Fastai V1 object detection with SSD


Special thanks to fastai leading me into the data science world, after 5 months study, I think it is time for me to post some findings along the path. This post will tend to explain things to beginners, just like me…


If we think computer vision topics like a game, single label classification (dog vs cat) will more like a novice training ground, and multi object detection will be the end game boss.

The path would be, image classification->multi-label classification -> high Imbalanced class classification -> Object detection -> multi-object detection

If you think about real world, you are highly likely encounter imbalanced dataset, such as face detection with one shot learning. One solution would be using Siamese network, then if the item you are interested in is in the part of the image, you want to take it out first. Here is where object detection steps in.

Fastai 2019 part-2 didn’t talk about much high level applications, therefore, to better understand posted Retina Network, to replicate 2018 SSD seems a good approach for both fastai API and object detection key concepts.


Things will be included in this post:

  1. Input Data structure with fastai V1 object detection datablock
  2. Constructing anchor box with fastai (-1,1) style
  3. Loss function, display prediction.

You can find the SSD source code here:

After fastai 2019 part 1, I explored a bit more for lesson 5 MNIST:

  1. Using customized ItemList (tutorial can be found in fastai docs), so you can apply transfer learning to pixel value input

2. Going off-road, wrap fastai Databunch on top of Pytorch Dataset structure, training using fastai callback system. Using callback to handle transformation, therefore you don’t need fastai datablock API

What makes fastai different?

My personal opinion is:

Data argumentation, lr_find, discrimative learning rate, cycle training and most importantly, callback system.
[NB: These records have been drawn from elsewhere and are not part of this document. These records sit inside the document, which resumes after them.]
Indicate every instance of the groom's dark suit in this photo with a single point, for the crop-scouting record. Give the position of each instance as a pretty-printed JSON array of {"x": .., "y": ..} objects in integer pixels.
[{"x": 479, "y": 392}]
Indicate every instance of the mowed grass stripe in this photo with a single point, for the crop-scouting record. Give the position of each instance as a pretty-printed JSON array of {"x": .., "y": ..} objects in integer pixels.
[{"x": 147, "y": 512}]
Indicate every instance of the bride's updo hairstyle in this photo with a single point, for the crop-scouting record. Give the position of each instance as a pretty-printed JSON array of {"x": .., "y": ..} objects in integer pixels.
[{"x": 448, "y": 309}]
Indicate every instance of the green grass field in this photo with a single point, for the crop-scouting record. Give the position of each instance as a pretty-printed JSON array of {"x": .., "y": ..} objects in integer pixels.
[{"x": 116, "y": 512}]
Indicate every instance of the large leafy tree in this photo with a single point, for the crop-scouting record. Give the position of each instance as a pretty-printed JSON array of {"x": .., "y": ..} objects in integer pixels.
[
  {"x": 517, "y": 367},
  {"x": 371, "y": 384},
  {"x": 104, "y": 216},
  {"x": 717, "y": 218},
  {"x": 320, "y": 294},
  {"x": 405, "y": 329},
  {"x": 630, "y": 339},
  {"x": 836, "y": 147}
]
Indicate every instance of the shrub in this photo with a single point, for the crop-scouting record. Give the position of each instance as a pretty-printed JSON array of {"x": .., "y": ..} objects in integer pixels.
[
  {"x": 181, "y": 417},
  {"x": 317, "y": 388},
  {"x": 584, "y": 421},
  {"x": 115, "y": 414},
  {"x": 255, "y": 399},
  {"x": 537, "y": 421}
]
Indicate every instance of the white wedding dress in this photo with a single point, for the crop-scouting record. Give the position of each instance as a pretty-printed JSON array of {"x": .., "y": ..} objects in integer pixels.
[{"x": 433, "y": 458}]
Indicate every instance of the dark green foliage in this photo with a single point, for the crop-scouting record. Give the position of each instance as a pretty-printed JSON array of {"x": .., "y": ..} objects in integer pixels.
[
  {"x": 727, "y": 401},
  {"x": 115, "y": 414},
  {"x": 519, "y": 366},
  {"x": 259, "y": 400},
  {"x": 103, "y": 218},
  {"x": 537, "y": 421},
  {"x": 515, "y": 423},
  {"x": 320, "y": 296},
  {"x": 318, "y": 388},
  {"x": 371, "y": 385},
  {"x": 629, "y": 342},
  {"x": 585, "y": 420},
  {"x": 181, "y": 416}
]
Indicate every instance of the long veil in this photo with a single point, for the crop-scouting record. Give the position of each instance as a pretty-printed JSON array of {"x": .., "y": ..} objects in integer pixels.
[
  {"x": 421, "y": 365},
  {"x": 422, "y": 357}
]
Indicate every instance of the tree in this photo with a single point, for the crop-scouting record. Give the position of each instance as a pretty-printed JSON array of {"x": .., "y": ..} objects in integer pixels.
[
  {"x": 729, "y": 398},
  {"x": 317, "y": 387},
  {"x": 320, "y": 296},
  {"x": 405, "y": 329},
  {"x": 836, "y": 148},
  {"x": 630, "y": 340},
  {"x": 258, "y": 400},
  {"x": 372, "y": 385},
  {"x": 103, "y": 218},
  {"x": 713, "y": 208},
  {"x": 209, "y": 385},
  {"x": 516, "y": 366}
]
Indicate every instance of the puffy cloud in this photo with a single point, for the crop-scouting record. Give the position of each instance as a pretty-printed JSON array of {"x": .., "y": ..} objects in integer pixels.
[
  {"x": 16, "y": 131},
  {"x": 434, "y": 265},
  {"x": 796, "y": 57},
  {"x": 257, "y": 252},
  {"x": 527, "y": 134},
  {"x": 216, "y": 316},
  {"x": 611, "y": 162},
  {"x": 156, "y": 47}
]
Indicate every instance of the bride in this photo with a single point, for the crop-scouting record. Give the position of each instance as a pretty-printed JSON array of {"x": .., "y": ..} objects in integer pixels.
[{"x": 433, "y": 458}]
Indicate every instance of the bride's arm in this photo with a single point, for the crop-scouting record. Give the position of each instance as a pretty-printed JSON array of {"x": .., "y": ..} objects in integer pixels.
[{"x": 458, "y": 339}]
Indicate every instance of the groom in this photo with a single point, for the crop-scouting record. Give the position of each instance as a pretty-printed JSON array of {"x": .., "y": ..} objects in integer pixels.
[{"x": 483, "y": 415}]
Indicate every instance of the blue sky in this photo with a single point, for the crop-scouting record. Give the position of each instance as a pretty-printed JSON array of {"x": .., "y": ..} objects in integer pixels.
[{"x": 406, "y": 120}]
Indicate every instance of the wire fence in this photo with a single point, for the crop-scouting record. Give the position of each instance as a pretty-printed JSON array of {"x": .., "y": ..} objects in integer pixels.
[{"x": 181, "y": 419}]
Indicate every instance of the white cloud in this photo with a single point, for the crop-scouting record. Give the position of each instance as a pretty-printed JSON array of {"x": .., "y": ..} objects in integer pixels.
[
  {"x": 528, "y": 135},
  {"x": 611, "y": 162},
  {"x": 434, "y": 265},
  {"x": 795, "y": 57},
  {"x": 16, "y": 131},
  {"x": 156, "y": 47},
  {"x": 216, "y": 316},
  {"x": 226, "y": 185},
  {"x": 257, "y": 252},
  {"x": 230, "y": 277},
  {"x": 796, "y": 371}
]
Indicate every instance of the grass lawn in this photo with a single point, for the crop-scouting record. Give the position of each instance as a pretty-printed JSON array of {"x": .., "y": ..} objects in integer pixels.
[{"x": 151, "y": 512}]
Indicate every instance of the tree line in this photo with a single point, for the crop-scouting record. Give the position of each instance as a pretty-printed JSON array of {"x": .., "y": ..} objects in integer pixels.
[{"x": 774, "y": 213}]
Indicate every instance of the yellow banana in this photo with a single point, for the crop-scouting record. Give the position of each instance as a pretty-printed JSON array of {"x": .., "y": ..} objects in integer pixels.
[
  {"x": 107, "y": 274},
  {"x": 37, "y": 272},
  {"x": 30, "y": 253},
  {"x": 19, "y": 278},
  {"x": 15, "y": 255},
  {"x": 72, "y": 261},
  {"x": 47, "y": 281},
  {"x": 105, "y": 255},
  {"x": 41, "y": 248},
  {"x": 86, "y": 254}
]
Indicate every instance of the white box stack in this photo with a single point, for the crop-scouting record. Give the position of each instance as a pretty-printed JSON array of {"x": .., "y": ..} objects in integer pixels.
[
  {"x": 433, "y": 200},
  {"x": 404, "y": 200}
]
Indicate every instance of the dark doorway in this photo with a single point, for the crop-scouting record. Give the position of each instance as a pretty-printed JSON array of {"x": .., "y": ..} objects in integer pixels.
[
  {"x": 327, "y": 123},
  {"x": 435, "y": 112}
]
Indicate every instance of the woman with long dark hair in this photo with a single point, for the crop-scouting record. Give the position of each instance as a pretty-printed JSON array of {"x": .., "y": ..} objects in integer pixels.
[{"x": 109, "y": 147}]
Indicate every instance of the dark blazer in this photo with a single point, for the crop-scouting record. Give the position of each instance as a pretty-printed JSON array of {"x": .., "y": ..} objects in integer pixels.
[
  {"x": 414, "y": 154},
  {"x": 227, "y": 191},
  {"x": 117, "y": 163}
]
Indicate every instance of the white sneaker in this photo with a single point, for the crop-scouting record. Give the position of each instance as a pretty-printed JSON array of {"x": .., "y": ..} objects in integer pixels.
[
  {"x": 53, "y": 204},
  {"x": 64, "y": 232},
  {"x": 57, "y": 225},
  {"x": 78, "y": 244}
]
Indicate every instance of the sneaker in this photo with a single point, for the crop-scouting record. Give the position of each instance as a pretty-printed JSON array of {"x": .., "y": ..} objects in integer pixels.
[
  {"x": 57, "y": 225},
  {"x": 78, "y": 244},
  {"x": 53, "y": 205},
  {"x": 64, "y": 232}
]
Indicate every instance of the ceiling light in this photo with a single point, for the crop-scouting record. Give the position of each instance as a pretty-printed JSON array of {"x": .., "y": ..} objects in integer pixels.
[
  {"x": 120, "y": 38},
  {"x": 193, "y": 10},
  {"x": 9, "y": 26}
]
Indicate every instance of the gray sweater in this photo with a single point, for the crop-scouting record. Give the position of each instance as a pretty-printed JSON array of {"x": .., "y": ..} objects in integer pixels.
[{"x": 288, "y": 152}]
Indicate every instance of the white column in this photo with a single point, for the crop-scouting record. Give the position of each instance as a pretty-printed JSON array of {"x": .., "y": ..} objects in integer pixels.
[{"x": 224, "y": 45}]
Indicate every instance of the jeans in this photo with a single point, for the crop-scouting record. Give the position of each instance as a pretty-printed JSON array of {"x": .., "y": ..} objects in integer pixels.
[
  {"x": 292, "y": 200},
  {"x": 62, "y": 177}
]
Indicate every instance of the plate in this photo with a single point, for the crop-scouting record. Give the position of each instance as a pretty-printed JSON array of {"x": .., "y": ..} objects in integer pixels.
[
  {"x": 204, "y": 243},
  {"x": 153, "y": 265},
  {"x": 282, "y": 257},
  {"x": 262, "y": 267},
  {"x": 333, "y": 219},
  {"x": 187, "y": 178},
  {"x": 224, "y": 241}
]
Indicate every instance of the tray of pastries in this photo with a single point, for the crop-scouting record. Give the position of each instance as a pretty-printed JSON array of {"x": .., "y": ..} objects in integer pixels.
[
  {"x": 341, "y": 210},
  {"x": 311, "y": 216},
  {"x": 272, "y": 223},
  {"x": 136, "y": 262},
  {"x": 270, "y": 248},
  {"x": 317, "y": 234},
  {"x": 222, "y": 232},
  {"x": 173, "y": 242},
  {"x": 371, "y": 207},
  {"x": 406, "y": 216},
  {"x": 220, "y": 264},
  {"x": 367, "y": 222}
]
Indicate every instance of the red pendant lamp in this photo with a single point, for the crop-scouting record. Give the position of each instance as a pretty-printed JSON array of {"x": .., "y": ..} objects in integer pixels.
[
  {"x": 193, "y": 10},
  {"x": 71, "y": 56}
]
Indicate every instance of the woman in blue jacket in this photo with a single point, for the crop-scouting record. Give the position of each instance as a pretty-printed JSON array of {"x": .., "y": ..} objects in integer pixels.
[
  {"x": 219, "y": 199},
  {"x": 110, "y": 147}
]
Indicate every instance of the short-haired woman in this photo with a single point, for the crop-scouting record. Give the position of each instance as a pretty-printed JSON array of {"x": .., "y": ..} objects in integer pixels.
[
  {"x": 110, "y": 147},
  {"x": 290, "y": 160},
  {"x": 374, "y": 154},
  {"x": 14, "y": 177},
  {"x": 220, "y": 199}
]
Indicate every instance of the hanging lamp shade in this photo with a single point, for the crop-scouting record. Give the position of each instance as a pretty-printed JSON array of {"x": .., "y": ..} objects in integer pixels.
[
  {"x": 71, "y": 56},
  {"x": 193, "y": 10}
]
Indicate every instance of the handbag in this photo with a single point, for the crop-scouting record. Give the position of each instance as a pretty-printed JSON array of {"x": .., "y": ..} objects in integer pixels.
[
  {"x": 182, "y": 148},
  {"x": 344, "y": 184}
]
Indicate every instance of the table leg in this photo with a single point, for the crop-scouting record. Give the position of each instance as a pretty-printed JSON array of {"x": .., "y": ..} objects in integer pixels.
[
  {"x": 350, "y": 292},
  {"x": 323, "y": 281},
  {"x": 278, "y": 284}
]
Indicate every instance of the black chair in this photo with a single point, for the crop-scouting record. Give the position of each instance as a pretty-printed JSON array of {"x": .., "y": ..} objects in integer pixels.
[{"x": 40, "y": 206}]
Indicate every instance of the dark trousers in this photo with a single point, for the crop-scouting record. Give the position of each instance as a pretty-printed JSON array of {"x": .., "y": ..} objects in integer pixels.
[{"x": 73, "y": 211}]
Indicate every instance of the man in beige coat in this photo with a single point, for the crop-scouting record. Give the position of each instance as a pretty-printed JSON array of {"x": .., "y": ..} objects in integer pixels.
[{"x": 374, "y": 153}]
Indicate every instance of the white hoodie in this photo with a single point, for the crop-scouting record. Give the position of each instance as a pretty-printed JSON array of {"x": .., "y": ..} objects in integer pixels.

show_batch(), show_result(),get_pred() is not, using helper function sometimes blocks your understanding of your own model (especially if you start to customize your model), you should be able to display your data, make prediction and show the result without using them.

With that in mind, let’s take a look of pascal voc 2007

(For detailed explanation of the dataset, please refer to fastai 2018 lesson 8–9. I will keep this post concentrate on the difference between fastai v0.7 and v1.0)

  1. Input data
Image for post
Image for post
Object Item List

What is object detection?

Jeremy explained in a such beautiful way, it is simply a Regression model plus Classification model.

Therefore, this is how fastai v1.0 handles for you.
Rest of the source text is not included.